Par ailleurs, la coroner Géhane Kamel s’est dite insatisfaite des rapports d’inspection remis par Québec dans le cadre de son enquête sur les décès en CHSLD.

Lundi, elle a indiqué avoir reçu une «grille vierge» et un fichier Excel «qui comptabilise ce qui aurait été envoyé par les inspecteurs».

Rappelons que le ministère de la Santé s’était engagé à fournir des copies des rapports réalisés par ses inspecteurs et dont l’existence réelle a créé une controverse.

Le gouvernement, par la voix de la sous-ministre adjointe aux aînés, Natalie Rosebush, avait d’abord plaidé que ces rapports étaient seulement remplis verbalement. Devant le tollé créé par les oppositions en réaction à cette affirmation, le ministère de la Santé et des Services sociaux (MSSS) avait ensuite précisé qu’il en existait des «copies de sauvegarde».

Le ministère avait jusqu’à ce matin pour fournir copie de ces rapports pour les établissements concernés par l’enquête de la coroner, ce qu’il a fait.

D’autres témoignages à venir?

Or, les documents remis n’ont pas satisfait la coroner Géhane Kamel qui s’est interrogée à savoir ce qu’elle «fait avec ça».

«La coroner cherche à obtenir les grilles elles-mêmes (complétées par les inspecteurs) et non uniquement les fichiers Excel dans lesquels les données recueillies par les inspecteurs étaient versées», a indiqué son porte-parole par courriel.

«Bien entendu, ce que j’ai demandé via mes procureurs […], c’est d’obtenir copie de ces rapports.
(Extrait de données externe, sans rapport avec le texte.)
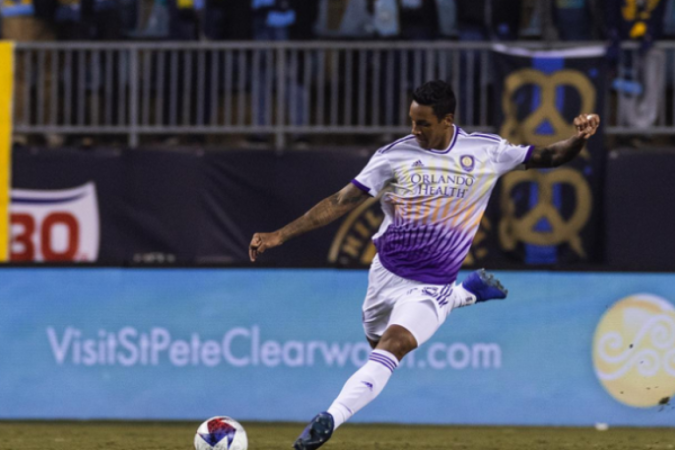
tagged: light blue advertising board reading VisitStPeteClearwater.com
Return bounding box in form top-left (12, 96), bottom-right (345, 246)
top-left (0, 269), bottom-right (675, 426)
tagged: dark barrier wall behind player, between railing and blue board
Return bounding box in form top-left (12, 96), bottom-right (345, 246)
top-left (11, 149), bottom-right (675, 270)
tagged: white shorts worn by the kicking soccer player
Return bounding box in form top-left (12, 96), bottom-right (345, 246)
top-left (363, 255), bottom-right (459, 347)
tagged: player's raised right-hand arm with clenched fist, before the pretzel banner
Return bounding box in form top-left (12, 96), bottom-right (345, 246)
top-left (526, 114), bottom-right (600, 169)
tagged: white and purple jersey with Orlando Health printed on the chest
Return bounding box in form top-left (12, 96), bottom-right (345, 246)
top-left (352, 125), bottom-right (533, 284)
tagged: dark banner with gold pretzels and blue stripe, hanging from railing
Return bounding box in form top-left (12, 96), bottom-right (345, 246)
top-left (493, 46), bottom-right (606, 264)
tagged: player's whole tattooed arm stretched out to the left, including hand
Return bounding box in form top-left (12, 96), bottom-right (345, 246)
top-left (248, 183), bottom-right (369, 261)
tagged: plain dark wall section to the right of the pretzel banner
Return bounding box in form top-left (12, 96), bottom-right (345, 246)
top-left (605, 148), bottom-right (675, 270)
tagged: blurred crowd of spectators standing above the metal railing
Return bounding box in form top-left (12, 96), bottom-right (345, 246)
top-left (0, 0), bottom-right (675, 43)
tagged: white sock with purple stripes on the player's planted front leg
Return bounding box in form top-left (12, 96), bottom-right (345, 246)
top-left (328, 350), bottom-right (398, 430)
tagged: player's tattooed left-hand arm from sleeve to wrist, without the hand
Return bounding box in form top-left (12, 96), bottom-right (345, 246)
top-left (279, 183), bottom-right (368, 242)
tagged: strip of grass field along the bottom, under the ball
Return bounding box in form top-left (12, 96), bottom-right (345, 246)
top-left (0, 421), bottom-right (675, 450)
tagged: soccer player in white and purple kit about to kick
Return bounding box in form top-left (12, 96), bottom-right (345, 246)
top-left (249, 81), bottom-right (600, 450)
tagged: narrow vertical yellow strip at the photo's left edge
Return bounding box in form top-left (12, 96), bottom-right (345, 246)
top-left (0, 42), bottom-right (14, 262)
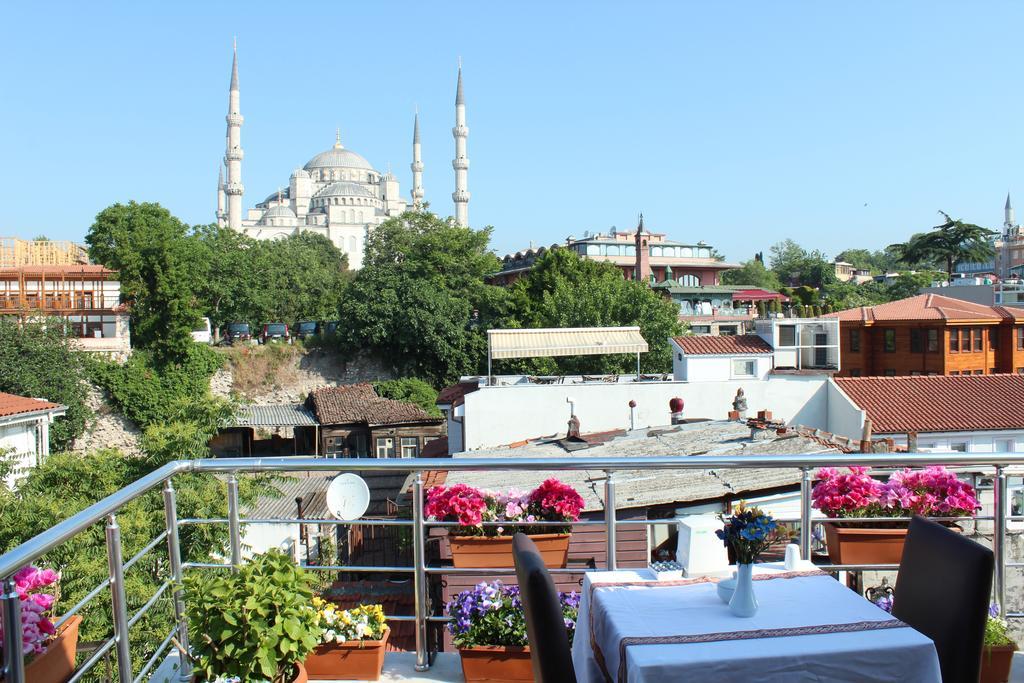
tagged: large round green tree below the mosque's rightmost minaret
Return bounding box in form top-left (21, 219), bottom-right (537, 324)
top-left (337, 211), bottom-right (507, 386)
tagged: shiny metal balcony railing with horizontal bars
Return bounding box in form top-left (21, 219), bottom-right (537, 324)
top-left (0, 454), bottom-right (1024, 683)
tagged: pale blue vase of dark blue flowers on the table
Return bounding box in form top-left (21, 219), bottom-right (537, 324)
top-left (715, 501), bottom-right (784, 616)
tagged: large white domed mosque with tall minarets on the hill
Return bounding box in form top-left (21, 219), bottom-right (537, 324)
top-left (217, 48), bottom-right (469, 269)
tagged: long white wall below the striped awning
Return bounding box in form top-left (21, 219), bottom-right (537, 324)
top-left (462, 376), bottom-right (828, 453)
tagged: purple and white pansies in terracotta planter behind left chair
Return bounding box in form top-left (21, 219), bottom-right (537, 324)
top-left (445, 581), bottom-right (580, 683)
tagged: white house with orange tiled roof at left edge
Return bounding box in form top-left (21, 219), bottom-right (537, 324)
top-left (0, 392), bottom-right (68, 488)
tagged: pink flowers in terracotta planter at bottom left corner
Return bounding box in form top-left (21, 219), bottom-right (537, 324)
top-left (0, 565), bottom-right (82, 683)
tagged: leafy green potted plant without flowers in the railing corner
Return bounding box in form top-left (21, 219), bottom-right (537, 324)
top-left (185, 550), bottom-right (324, 683)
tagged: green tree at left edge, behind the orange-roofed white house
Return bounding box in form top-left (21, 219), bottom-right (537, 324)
top-left (0, 317), bottom-right (90, 452)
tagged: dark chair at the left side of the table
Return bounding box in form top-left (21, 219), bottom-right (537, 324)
top-left (512, 533), bottom-right (575, 683)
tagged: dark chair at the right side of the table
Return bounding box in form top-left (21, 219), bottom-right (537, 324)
top-left (893, 516), bottom-right (995, 683)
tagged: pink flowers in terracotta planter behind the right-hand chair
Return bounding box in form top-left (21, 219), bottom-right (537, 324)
top-left (811, 467), bottom-right (979, 564)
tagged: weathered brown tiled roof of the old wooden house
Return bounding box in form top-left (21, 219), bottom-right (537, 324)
top-left (309, 384), bottom-right (441, 425)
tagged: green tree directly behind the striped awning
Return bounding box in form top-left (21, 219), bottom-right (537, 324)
top-left (501, 249), bottom-right (682, 374)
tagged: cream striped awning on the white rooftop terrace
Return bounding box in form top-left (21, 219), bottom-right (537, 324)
top-left (487, 328), bottom-right (647, 358)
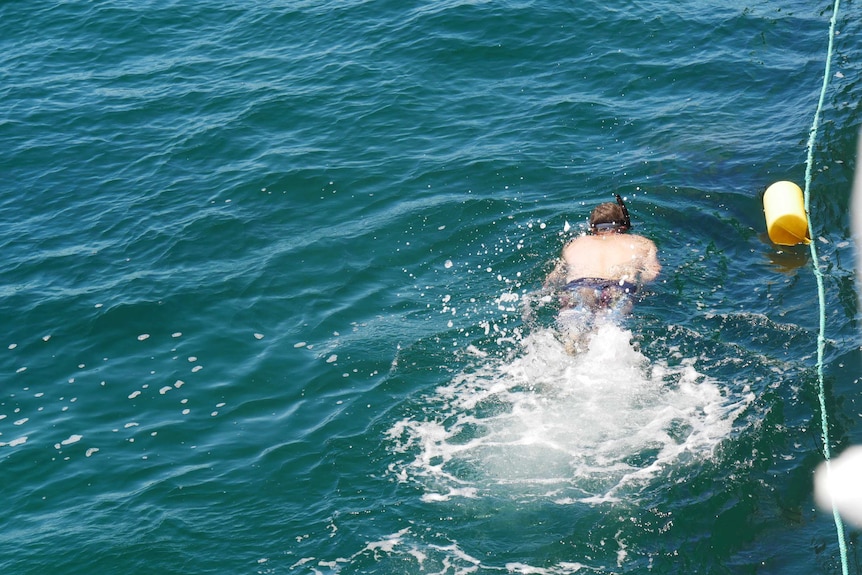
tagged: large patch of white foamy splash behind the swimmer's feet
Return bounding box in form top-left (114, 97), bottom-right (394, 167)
top-left (387, 323), bottom-right (753, 504)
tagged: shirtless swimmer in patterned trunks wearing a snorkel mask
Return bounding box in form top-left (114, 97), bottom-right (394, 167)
top-left (545, 195), bottom-right (661, 352)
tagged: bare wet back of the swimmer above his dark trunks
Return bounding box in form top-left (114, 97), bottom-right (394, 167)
top-left (563, 233), bottom-right (661, 285)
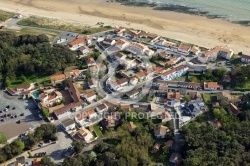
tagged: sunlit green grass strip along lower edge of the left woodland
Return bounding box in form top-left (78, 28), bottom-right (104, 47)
top-left (9, 74), bottom-right (50, 87)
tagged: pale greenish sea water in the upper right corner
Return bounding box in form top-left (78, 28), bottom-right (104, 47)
top-left (155, 0), bottom-right (250, 21)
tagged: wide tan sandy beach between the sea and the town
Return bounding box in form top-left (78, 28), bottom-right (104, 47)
top-left (0, 0), bottom-right (250, 54)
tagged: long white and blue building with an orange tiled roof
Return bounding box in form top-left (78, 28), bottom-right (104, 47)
top-left (161, 65), bottom-right (188, 80)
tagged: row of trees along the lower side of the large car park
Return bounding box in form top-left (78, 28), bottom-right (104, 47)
top-left (0, 124), bottom-right (57, 163)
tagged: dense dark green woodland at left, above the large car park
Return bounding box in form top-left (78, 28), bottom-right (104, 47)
top-left (0, 32), bottom-right (76, 86)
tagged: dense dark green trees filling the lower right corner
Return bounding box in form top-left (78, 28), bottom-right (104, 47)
top-left (181, 109), bottom-right (250, 166)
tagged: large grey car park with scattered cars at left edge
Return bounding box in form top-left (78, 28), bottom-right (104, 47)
top-left (0, 91), bottom-right (43, 139)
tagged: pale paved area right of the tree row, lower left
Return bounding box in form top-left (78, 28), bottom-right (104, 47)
top-left (31, 125), bottom-right (72, 163)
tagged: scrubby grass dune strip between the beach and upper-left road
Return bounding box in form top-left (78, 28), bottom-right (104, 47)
top-left (17, 16), bottom-right (112, 34)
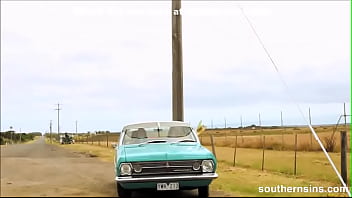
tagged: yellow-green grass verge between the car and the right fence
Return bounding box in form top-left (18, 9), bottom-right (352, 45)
top-left (211, 162), bottom-right (346, 197)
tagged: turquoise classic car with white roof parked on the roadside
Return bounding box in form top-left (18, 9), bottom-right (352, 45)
top-left (114, 121), bottom-right (218, 197)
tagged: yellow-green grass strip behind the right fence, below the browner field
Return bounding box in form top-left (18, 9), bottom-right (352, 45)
top-left (207, 147), bottom-right (350, 184)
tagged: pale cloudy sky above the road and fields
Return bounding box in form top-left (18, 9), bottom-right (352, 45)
top-left (1, 1), bottom-right (351, 132)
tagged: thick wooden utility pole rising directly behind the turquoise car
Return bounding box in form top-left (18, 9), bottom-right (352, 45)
top-left (171, 0), bottom-right (183, 121)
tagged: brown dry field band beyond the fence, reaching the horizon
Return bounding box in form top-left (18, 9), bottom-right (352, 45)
top-left (200, 125), bottom-right (350, 152)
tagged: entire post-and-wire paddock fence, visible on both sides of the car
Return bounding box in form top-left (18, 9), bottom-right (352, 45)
top-left (59, 126), bottom-right (350, 183)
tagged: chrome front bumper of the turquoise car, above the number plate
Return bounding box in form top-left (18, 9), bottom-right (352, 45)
top-left (115, 173), bottom-right (218, 184)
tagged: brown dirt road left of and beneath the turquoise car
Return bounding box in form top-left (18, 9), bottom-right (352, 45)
top-left (0, 138), bottom-right (223, 197)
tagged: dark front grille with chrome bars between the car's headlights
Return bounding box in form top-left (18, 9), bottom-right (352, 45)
top-left (132, 160), bottom-right (202, 176)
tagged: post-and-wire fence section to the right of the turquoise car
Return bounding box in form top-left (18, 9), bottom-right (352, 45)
top-left (200, 131), bottom-right (350, 183)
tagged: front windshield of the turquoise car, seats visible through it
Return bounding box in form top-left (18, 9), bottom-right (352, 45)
top-left (122, 126), bottom-right (197, 145)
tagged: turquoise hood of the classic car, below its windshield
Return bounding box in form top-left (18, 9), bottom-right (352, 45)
top-left (124, 143), bottom-right (214, 162)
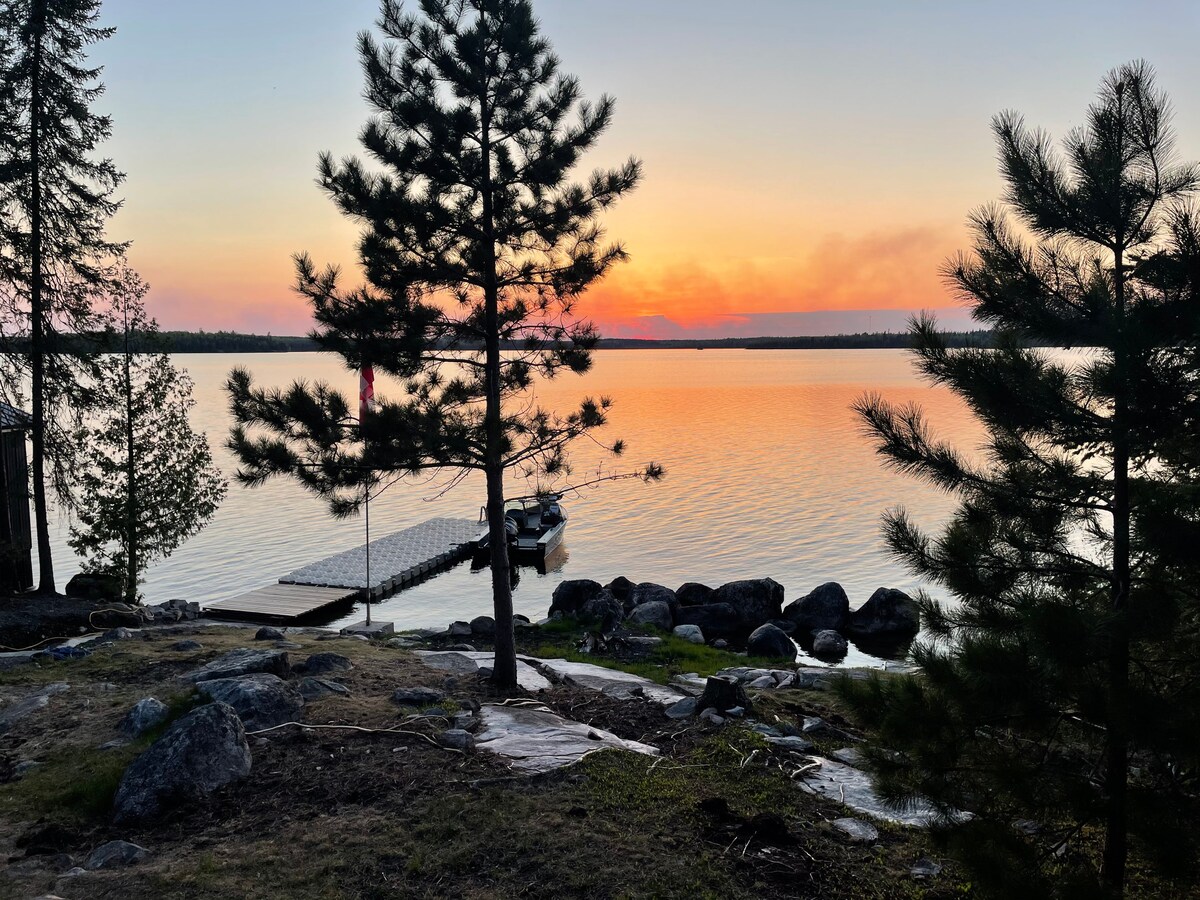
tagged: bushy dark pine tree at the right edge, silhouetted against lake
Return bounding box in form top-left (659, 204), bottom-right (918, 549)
top-left (846, 62), bottom-right (1200, 896)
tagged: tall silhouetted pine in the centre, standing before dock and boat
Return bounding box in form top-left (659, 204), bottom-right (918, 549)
top-left (229, 0), bottom-right (659, 685)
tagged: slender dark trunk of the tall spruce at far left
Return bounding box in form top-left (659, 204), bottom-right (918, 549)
top-left (29, 0), bottom-right (55, 594)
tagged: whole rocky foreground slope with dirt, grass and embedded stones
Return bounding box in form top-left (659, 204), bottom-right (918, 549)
top-left (0, 624), bottom-right (979, 900)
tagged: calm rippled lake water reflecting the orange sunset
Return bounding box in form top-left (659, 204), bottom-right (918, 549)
top-left (37, 350), bottom-right (982, 662)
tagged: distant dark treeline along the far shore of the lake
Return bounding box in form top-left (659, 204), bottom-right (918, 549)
top-left (6, 331), bottom-right (991, 353)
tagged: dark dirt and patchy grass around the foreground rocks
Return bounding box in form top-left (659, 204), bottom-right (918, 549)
top-left (0, 626), bottom-right (1132, 900)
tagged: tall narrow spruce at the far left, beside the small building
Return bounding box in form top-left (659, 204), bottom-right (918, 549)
top-left (0, 0), bottom-right (124, 593)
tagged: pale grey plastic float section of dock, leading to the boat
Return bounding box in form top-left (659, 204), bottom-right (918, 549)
top-left (280, 518), bottom-right (480, 596)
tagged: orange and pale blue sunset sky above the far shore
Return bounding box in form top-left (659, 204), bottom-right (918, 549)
top-left (92, 0), bottom-right (1200, 337)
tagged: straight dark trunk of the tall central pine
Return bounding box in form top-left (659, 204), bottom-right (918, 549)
top-left (479, 31), bottom-right (517, 688)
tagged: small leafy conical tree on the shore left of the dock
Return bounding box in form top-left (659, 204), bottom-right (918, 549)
top-left (68, 272), bottom-right (226, 604)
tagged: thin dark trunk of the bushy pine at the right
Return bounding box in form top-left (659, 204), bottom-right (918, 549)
top-left (1102, 238), bottom-right (1130, 896)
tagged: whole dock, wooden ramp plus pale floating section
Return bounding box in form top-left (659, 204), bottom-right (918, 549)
top-left (204, 518), bottom-right (480, 622)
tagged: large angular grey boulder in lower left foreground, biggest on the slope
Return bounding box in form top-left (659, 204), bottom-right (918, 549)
top-left (114, 703), bottom-right (251, 822)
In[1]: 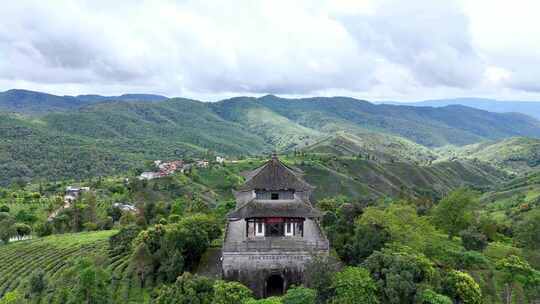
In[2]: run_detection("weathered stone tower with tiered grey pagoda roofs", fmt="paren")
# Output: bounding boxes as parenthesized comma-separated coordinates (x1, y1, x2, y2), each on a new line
(222, 155, 329, 297)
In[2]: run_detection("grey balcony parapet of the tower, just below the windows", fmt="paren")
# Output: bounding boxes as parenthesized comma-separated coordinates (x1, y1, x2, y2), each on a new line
(223, 237, 329, 252)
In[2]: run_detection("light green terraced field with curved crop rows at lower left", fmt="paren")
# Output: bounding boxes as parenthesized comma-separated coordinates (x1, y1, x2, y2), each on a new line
(0, 230, 154, 303)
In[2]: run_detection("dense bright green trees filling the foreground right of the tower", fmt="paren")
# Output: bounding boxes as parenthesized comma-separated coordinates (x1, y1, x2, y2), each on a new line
(317, 189, 540, 303)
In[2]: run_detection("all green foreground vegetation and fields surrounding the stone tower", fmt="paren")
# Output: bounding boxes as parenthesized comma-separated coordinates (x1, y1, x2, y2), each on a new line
(0, 155, 540, 304)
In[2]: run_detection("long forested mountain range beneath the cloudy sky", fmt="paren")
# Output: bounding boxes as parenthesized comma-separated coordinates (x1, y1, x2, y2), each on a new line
(0, 90, 540, 184)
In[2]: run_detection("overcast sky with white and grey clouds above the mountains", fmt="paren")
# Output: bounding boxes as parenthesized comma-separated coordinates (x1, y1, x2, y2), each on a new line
(0, 0, 540, 100)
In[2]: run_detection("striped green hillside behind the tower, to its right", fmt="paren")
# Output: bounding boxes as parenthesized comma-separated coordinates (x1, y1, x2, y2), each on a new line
(299, 158, 507, 199)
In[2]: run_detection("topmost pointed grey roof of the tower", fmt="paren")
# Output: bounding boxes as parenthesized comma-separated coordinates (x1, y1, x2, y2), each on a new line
(238, 154, 313, 191)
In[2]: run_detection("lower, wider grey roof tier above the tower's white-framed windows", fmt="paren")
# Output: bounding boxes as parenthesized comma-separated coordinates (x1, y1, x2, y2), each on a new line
(227, 199, 321, 219)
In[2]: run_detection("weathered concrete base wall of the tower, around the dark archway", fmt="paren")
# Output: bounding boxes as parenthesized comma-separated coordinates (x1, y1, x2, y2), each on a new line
(222, 251, 320, 298)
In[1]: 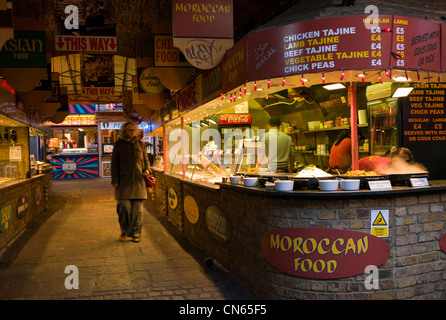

Si ce n’est pas possible pour une raison ou une autre, je prendrai une décision de ce que je fais avec ça», a décrété pour sa part Géhane Kamel.

Ouvrant la porte à appeler d’autres témoins à témoigner si elle n’obtient pas les réponses voulues, la coroner a rappelé que Natalie Rosebush doit revenir témoigner cette semaine. Elle sera alors appelée à expliquer la teneur des documents fournis par son ministère.

«Est-ce que les explications me seront suffisamment satisfaisantes pour que j’arrête la procédure là ou je verrai à entendre un certain nombre d’inspecteurs, ma tête est pas encore faite et je veux être la plus transparente possible avec vous là-dessus», a-t-elle expliqué.

L’avocat de familles de victimes décédées en CHSLD lors de la première vague, Me Patrick Martin-Ménard, se demande si les documents fournis par Québec ne prouvent pas que les rapports originaux ont bel et bien été détruits.

«Qu’est-ce qui explique que les rapports originaux ne peuvent être transmis? Il y a encore un grand nombre de questions», souligne-t-il.